Н. С. Интересное наблюдение. Мне известна эта надпись, но никогда не приходило в голову обратить внимание на этот поворот, о котором вы сейчас сказали. Возможно, Александр Исаевич уже многое знал из своего пути. Не в деталях, конечно, но, во всяком случае, у него была готовность отдаться целиком своему предназначению. И замеченный вами акцент, действительно, свидетельствует как раз об этом.

Ю. Б. Узнав, что я должен с вами встречаться, вот какое сообщение прислал мне по электронной почте один из красноярских писателей: «Светлова — женщина, безусловно, самоотверженная. Прожить столько лет с диктатором (а в том, что Солженицын — диктатор, я почему-то не сомневаюсь)!» Вы действительно жили с диктатором?

Н. С. Это очень распространённое мнение и даже понятно, откуда оно берётся, но ничего общего с действительностью не имеет. Да, Александр Исаевич — человек целеустремлённого склада, готовый жертвовать многим ради той задачи, которая перед ним стоит, поставлена судьбой. Он был убеждён: то, что он делает, — необходимо. И хотел, чтобы близкие добровольно разделяли его жизненный труд, но никогда и ни к чему не принуждал ни меня, ни детей. Наш союз потому и удался, что всё, что я делала, было совершенно свободным, не под нажимом, а оттого, что я разделяла это стремление как счастье, что мы, пусть медленно и трудно, но движемся к намеченной цели. Вопреки молве, Александр Исаевич был человеком, очень прислушливым к критике. Спросите наших детей: мы спорили с ним бесконечно и даже — до сильного повышения голоса! Я, вообще, большая спорщица. О чём? Относительно художественных ли вещей, публицистических ли, или — тактики поведения, потому что мы оказались на Западе, и в этом другом мире нужно было понять, что делать, а чего не делать? Но прислушлив он был не только ко мне. Если его удавалось убедить, он отступал от своей точки зрения. Солженицын не был диктатором совершенно. Просто обладал сильным характером.

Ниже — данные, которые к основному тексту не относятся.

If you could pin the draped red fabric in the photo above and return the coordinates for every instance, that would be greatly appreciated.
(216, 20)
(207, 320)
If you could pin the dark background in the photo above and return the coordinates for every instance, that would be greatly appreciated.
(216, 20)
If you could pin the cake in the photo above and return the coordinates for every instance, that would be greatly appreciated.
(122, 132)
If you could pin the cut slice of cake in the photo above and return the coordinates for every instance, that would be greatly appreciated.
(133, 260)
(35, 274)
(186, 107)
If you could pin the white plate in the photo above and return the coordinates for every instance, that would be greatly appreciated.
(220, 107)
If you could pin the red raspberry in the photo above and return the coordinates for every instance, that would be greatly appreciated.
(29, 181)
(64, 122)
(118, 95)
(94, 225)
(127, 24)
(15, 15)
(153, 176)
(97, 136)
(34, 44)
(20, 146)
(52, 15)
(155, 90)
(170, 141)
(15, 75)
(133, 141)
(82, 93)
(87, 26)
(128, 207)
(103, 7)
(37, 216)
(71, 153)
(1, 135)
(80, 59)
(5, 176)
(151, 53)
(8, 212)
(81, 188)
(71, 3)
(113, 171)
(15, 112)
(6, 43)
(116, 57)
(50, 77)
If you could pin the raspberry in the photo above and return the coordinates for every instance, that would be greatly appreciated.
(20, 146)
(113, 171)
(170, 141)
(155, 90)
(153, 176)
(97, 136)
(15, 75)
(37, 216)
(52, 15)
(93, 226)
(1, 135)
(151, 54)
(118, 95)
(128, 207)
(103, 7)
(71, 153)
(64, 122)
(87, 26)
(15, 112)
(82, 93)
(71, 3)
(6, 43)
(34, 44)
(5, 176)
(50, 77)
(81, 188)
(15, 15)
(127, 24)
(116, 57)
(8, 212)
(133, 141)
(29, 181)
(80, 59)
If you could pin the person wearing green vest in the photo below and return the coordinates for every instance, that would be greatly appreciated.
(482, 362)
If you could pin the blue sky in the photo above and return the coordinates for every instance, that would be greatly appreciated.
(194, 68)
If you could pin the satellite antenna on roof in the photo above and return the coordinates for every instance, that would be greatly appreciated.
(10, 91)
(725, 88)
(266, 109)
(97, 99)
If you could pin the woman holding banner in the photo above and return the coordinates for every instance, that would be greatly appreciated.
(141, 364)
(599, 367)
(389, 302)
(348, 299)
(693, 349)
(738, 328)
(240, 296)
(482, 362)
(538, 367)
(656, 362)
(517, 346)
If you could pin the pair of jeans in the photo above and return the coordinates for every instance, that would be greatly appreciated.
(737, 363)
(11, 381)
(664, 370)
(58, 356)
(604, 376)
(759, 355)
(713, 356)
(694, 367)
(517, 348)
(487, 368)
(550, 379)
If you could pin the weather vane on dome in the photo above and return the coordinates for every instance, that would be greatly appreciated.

Ю. Б. Однажды я услышал почти комплимент. Я написал повесть «Изба-колесница», которая долго скиталась по разным изданиям, прежде чем с благословения Романа Солнцева увидеть свет в журнале «День и ночь». Один из моих друзей, её прочитавший и даже размноживший, сказал: «Ну, ты прямо как Солженицын — ни тем, ни другим!» Вот это «ни тем, ни другим!» — действительная ли черта Александра Исаевича, когда любые компромиссы, были, в принципе, невозможны и оставалось только одно правило — «жить не по лжи»?